Optimizer, Indexes, EXPLAIN
The optimizer translates declarative SQL into a physical plan. Your job is to make the intent clear, provide useful statistics and access paths, and verify the chosen plan.
Mental Model
Section titled “Mental Model”flowchart LR Query[SQL text] --> Parse[Parse and validate] Parse --> Logical[Logical algebra] Logical --> Rewrite[Semantic rewrites] Rewrite --> Cost[Cost-based search] Cost --> Plan[Physical plan] Stats[Stats and constraints] --> Cost Indexes[Indexes / partitions / files] --> Cost Plan --> Execute[Execution]
What Cost-Based Optimizers Estimate
Section titled “What Cost-Based Optimizers Estimate”| Estimate | Why it matters |
|---|---|
| table cardinality | full scan cost and join order |
| predicate selectivity | whether an index/filter is useful |
| join cardinality | memory, spills, join order, broadcast decisions |
| row width | network, memory, disk I/O |
| ordering | whether sorts can be avoided |
| distribution | skew and partitioning in distributed engines |
Bad estimates produce bad plans.
Access Paths
Section titled “Access Paths”Common physical access paths:
- full table scan
- partition-pruned scan
- index seek/range scan
- index-only scan
- bitmap index scan
- file metadata skip / data skipping
Generic principle:
The engine can only avoid work when the storage layout, index, partitioning, or file metadata aligns with the predicate.
Sargability
Section titled “Sargability”A predicate is sargable when the engine can use an access path efficiently.
Less friendly:
WHERE DATE(order_ts) = DATE '2026-01-01'
Better:
WHERE order_ts >= TIMESTAMP '2026-01-01 00:00:00'
AND order_ts < TIMESTAMP '2026-01-02 00:00:00'
Avoid wrapping indexed/filter columns in functions when a range predicate expresses the same logic.
Composite Index Order
Section titled “Composite Index Order”For a conceptual index on (customer_id, order_ts), this is useful:
WHERE customer_id = 42
AND order_ts >= TIMESTAMP '2026-01-01 00:00:00'
This may be less useful:
WHERE order_ts >= TIMESTAMP '2026-01-01 00:00:00'
Leading columns matter in many row-store indexes. Column stores, data skipping, clustered files, and distributed systems have different mechanics, but the same idea remains: layout must match filters.
Join Algorithms
Section titled “Join Algorithms”| Join | Good when | Risk |
|---|---|---|
| nested loop | outer side small, inner side indexed | catastrophic if both sides large |
| hash join | equality join, enough memory | spills if build side too large |
| merge join | both sides sorted | sort cost if not already ordered |
| broadcast join | one side small in distributed execution | executor memory blowup if estimate wrong |
| shuffle hash/sort join | large distributed inputs | network and skew dominate |
Reading EXPLAIN
Section titled “Reading EXPLAIN”When you see a plan, ask:
- Which table is read first?
- Are filters pushed down?
- Are partitions/files pruned?
- What join order did the optimizer choose?

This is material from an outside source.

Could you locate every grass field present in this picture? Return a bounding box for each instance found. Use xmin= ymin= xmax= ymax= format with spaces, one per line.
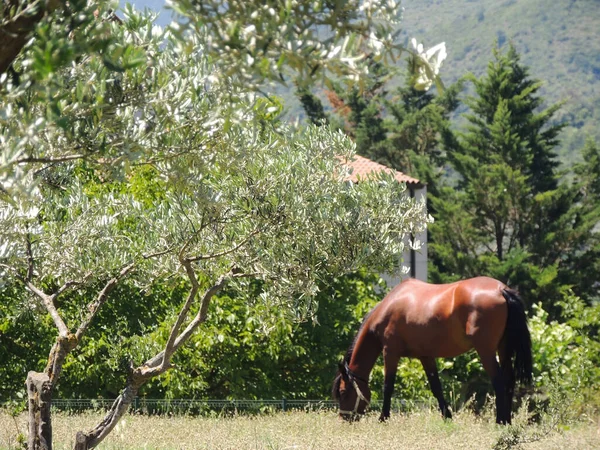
xmin=1 ymin=407 xmax=598 ymax=449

- Which join algorithm is used?
- Are row estimates close to actuals?
- Are there sorts, exchanges, repartitions, or spills?
- Is the output cardinality plausible at every step?
Generic pseudo-plan:
HashAggregate group by customer_id
HashJoin orders.customer_id = customers.customer_id
Filter orders.status = 'paid'
Scan orders partitions=2026-01
Scan customers
Strong read:
The paid filter is applied before the join, which is good. I would check whether the order-date predicate prunes partitions, whether customer scan is dimension-sized, and whether the post-join cardinality matches expected paid order rows.
Statistics and Constraints
Section titled “Statistics and Constraints”Optimizers need facts.
- row counts
- distinct counts
- histograms or frequency stats
- NULL fraction
- min/max metadata
- primary/foreign key constraints
- partition/file stats
If estimates are wrong, fixes may include updated stats, better predicates, materialized intermediates, constraints, data layout changes, or query rewrites.
Index Tradeoffs
Section titled “Index Tradeoffs”Indexes speed reads but cost writes and storage.
Good index candidates:
- high-selectivity filters
- frequent joins
- stable dimensions
- common order-by/limit access paths
- uniqueness constraints
Bad index candidates:
- low-selectivity booleans alone
- write-heavy ephemeral columns
- columns rarely filtered or joined
- every column “just in case”
Column Stores and Lakehouse Layouts
Section titled “Column Stores and Lakehouse Layouts”In columnar analytics engines, performance often comes from:
- reading only needed columns
- partition pruning
- file-level min/max skipping
- clustering/sorting/Z-order-like layouts
- compression
- vectorized execution
- avoiding tiny files
The equivalent of an “index conversation” may be a partitioning, clustering, file-size, and compaction conversation.
Practice
Section titled “Practice”1. A query filters WHERE DATE(order_ts) = DATE '2026-06-01' and scans the whole table. What rewrite do you propose?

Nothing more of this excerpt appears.